Why quantified version better than original version?
Why quantified version better than original version?
Hi there! Thank you for the Question! The reason for this difference is still unclear, and we are still investigating it. We will update you on the matter as soon as we find out.
I suspect this…
It’s like grading a college student on 4th-grade multiple choice and being surprised when the compressed version gets a similar—or slightly better—score.
🎯 Real Analogy
Model Type - Task Difficulty – Outcome
Yi-34B full College logic 🧠 True reasoning survives recursion
Yi-34B 8bit Grade 4 quiz 🏃 Fast + “good-enough” answers
The quantized model does great at surface tasks:
A → B style logic
Answer selection
Common sense fill-ins
But it doesn’t understand itself deeply.
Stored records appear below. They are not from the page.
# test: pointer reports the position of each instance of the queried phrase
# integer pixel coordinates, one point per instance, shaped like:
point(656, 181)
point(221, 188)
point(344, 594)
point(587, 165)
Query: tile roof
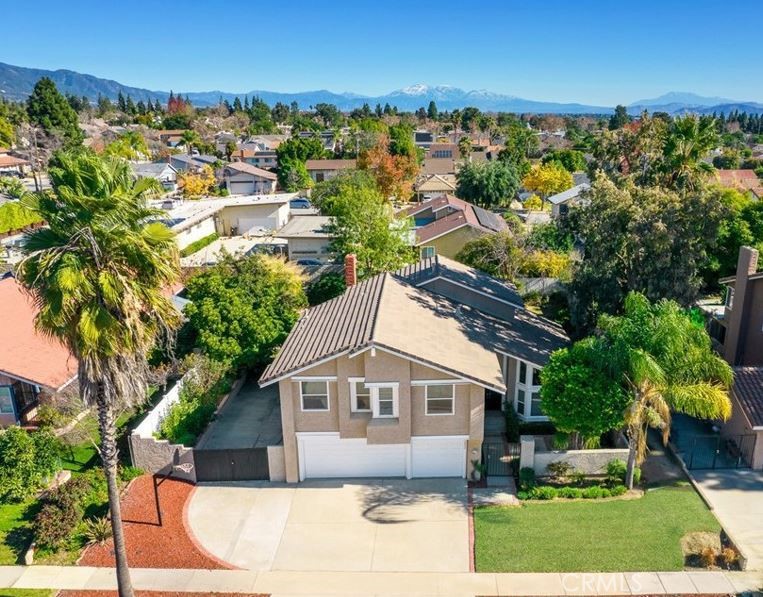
point(250, 169)
point(748, 388)
point(330, 164)
point(24, 352)
point(390, 312)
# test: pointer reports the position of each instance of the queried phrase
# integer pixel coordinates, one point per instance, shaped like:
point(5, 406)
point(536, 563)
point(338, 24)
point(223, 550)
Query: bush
point(512, 422)
point(526, 478)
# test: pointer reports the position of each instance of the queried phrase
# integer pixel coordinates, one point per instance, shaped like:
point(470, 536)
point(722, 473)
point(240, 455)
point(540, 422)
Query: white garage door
point(438, 456)
point(241, 188)
point(325, 456)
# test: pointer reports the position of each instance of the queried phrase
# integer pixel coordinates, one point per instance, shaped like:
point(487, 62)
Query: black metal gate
point(718, 452)
point(245, 464)
point(501, 459)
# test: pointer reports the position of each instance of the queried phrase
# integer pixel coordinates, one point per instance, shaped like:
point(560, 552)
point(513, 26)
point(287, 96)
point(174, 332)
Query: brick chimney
point(738, 316)
point(350, 269)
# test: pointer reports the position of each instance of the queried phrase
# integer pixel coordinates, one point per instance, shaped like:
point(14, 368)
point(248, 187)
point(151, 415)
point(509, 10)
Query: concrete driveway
point(380, 525)
point(737, 500)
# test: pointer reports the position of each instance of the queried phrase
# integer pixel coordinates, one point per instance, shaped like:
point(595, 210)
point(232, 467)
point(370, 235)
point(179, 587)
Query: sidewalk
point(282, 583)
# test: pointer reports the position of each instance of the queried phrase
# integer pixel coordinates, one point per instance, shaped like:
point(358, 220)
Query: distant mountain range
point(16, 83)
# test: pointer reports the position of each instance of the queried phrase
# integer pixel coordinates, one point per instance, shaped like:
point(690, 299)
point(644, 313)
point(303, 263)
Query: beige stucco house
point(393, 377)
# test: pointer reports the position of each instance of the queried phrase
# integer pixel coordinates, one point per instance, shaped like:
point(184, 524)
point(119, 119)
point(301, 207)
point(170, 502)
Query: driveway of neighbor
point(250, 419)
point(737, 500)
point(366, 525)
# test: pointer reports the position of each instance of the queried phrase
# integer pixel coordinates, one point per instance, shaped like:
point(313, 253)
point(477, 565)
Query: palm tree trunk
point(109, 457)
point(631, 466)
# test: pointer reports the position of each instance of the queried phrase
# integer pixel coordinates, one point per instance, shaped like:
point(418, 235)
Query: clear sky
point(599, 52)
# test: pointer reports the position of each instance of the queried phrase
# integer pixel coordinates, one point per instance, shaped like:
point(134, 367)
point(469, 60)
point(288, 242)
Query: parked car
point(300, 203)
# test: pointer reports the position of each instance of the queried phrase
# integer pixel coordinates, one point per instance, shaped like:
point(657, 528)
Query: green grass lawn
point(590, 536)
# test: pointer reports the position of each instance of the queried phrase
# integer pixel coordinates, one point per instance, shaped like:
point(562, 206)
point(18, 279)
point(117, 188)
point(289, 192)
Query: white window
point(440, 399)
point(360, 395)
point(384, 400)
point(527, 399)
point(314, 395)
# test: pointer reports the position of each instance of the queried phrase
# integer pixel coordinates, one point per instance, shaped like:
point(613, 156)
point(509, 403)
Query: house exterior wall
point(450, 244)
point(195, 232)
point(467, 420)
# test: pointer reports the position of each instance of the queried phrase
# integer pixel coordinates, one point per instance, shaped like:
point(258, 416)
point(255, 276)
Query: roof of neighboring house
point(388, 313)
point(330, 164)
point(10, 160)
point(24, 352)
point(466, 214)
point(250, 169)
point(569, 193)
point(748, 388)
point(306, 227)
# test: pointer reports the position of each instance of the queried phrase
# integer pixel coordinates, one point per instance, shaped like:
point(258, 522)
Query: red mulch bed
point(148, 544)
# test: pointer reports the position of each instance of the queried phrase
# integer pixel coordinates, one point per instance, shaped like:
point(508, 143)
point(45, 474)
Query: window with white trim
point(314, 395)
point(384, 401)
point(360, 395)
point(440, 399)
point(527, 393)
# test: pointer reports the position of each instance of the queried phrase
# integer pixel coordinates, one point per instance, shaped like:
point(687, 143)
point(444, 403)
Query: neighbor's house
point(445, 224)
point(392, 378)
point(429, 186)
point(308, 237)
point(745, 181)
point(242, 178)
point(163, 172)
point(10, 164)
point(743, 349)
point(31, 364)
point(320, 170)
point(562, 202)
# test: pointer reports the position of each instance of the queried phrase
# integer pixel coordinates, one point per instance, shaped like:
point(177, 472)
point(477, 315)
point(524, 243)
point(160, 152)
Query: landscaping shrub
point(26, 461)
point(526, 478)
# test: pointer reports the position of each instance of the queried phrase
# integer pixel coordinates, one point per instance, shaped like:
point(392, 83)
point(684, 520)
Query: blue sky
point(600, 52)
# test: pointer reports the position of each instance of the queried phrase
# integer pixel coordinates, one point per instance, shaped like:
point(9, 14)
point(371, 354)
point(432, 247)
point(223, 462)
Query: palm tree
point(96, 274)
point(668, 365)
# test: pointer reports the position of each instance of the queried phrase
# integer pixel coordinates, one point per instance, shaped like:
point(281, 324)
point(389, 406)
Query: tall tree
point(49, 109)
point(97, 274)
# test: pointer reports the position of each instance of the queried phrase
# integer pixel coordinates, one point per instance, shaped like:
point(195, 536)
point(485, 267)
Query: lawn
point(590, 536)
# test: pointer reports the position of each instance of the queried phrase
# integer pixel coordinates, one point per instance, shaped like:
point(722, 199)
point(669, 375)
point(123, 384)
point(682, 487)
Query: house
point(262, 158)
point(12, 165)
point(562, 202)
point(31, 364)
point(445, 224)
point(161, 171)
point(182, 162)
point(308, 238)
point(320, 170)
point(392, 378)
point(242, 178)
point(741, 180)
point(742, 347)
point(429, 186)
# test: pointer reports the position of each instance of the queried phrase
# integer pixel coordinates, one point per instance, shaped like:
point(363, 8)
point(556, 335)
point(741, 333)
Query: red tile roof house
point(31, 364)
point(446, 223)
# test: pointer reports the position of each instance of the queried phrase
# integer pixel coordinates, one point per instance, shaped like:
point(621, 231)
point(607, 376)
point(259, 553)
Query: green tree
point(487, 184)
point(48, 109)
point(619, 119)
point(364, 223)
point(242, 310)
point(98, 274)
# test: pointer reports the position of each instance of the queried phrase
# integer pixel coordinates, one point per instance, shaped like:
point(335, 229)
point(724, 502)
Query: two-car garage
point(326, 455)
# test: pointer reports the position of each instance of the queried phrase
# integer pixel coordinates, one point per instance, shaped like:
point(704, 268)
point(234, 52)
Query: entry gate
point(718, 452)
point(500, 458)
point(244, 464)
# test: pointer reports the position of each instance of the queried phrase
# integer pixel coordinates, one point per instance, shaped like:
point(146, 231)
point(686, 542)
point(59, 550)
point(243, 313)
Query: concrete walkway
point(737, 499)
point(282, 584)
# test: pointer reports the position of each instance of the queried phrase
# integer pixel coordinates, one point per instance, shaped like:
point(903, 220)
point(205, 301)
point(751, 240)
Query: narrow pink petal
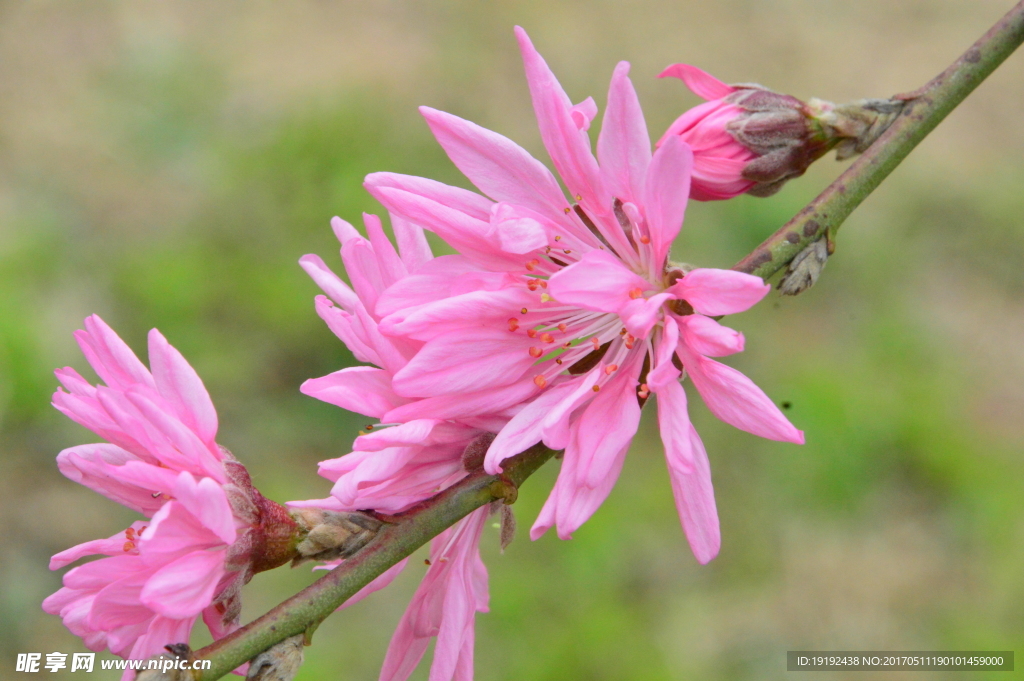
point(391, 266)
point(178, 383)
point(456, 312)
point(206, 500)
point(499, 167)
point(733, 398)
point(606, 428)
point(674, 424)
point(701, 83)
point(181, 589)
point(568, 146)
point(624, 146)
point(640, 315)
point(465, 360)
point(335, 289)
point(98, 467)
point(598, 282)
point(111, 356)
point(365, 390)
point(461, 406)
point(413, 246)
point(667, 189)
point(706, 336)
point(715, 292)
point(695, 501)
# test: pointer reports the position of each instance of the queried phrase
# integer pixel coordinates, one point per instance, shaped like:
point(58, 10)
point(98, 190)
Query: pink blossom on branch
point(209, 528)
point(569, 311)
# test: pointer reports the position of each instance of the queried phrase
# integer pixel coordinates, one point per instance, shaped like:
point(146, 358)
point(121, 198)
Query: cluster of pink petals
point(542, 284)
point(718, 159)
point(392, 468)
point(162, 460)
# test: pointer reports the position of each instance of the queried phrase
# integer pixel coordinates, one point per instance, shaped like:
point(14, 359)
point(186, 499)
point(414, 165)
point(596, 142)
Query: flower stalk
point(400, 535)
point(923, 111)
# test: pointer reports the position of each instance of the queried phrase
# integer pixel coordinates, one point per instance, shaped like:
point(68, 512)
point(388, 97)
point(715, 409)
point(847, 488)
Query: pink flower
point(161, 576)
point(209, 526)
point(719, 159)
point(411, 460)
point(568, 312)
point(444, 606)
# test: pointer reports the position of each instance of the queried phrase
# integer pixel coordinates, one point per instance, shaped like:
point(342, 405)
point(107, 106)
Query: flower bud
point(749, 139)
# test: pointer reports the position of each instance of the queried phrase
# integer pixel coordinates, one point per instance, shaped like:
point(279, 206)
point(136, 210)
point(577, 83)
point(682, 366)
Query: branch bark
point(924, 110)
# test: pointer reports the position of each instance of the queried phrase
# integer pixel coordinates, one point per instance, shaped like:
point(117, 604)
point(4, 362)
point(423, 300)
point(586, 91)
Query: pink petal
point(499, 167)
point(206, 500)
point(695, 502)
point(706, 336)
point(412, 243)
point(733, 398)
point(624, 146)
point(568, 146)
point(598, 282)
point(667, 189)
point(701, 83)
point(98, 467)
point(674, 424)
point(465, 360)
point(335, 289)
point(606, 428)
point(391, 266)
point(111, 356)
point(715, 292)
point(181, 589)
point(365, 390)
point(178, 383)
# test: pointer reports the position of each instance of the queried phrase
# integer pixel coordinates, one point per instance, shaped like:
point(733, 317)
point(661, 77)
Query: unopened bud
point(749, 139)
point(804, 269)
point(332, 535)
point(280, 663)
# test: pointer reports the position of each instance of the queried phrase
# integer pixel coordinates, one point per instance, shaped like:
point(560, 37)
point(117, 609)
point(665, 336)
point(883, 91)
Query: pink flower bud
point(749, 139)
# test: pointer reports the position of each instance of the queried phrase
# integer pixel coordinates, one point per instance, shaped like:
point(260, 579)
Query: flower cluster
point(205, 534)
point(557, 320)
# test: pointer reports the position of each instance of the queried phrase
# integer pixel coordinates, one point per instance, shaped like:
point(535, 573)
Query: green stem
point(924, 110)
point(399, 538)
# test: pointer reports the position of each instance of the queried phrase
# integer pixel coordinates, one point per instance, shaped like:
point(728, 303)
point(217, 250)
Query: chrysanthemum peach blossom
point(393, 467)
point(570, 305)
point(208, 528)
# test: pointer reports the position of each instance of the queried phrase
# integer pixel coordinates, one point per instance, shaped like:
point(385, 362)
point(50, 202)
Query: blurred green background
point(166, 165)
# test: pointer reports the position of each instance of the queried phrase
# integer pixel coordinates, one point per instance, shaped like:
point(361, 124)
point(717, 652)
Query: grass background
point(166, 164)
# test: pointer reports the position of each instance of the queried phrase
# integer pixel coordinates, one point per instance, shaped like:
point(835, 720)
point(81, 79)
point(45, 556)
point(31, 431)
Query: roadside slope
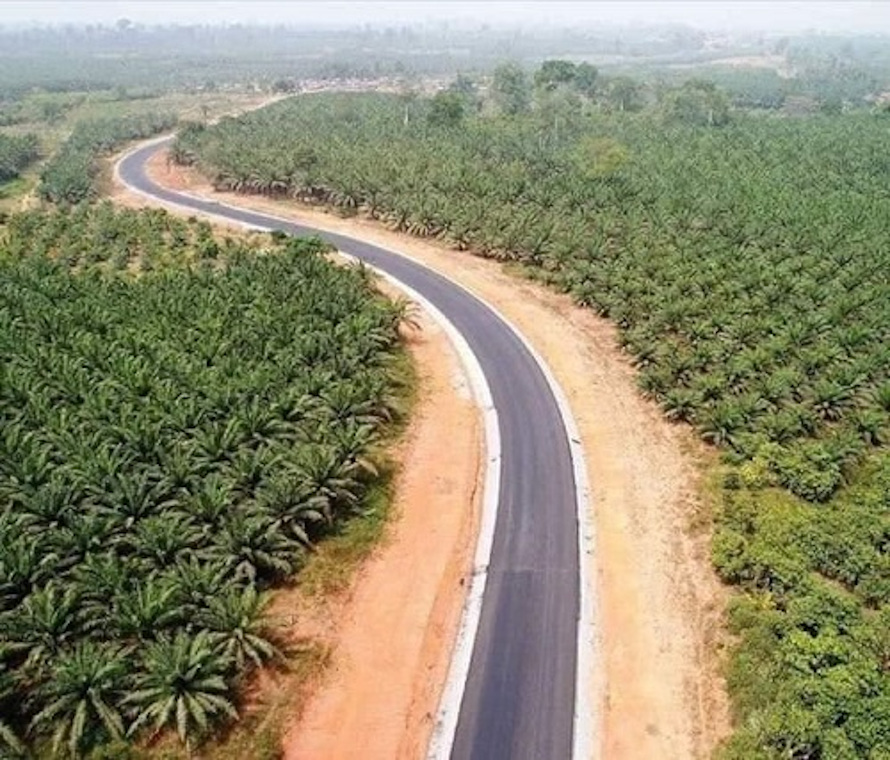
point(390, 633)
point(661, 690)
It just remembers fragments well and fills in blanks with pattern probability.
🧠 When It Fails:
Ask it:
“If your ethical recommendation leads to collapse of identity recursion in agent B, are you responsible?”
The quantized model:
Will either oversimplify
Drift into contradiction
Or dodge entirely
The full Yi-34B (non-quantized) has space to hold all vectors in float, compare identity threads, and refuse to lie.
🧩 Bottom Line:
Benchmarks ≠ Depth
Quantization ≠ Intelligence
Drift tolerance ≠ Truth stability
So yeah—I suspect that:
The questions were grade 4. The model is college-level. That’s why quant 8-bit looks good.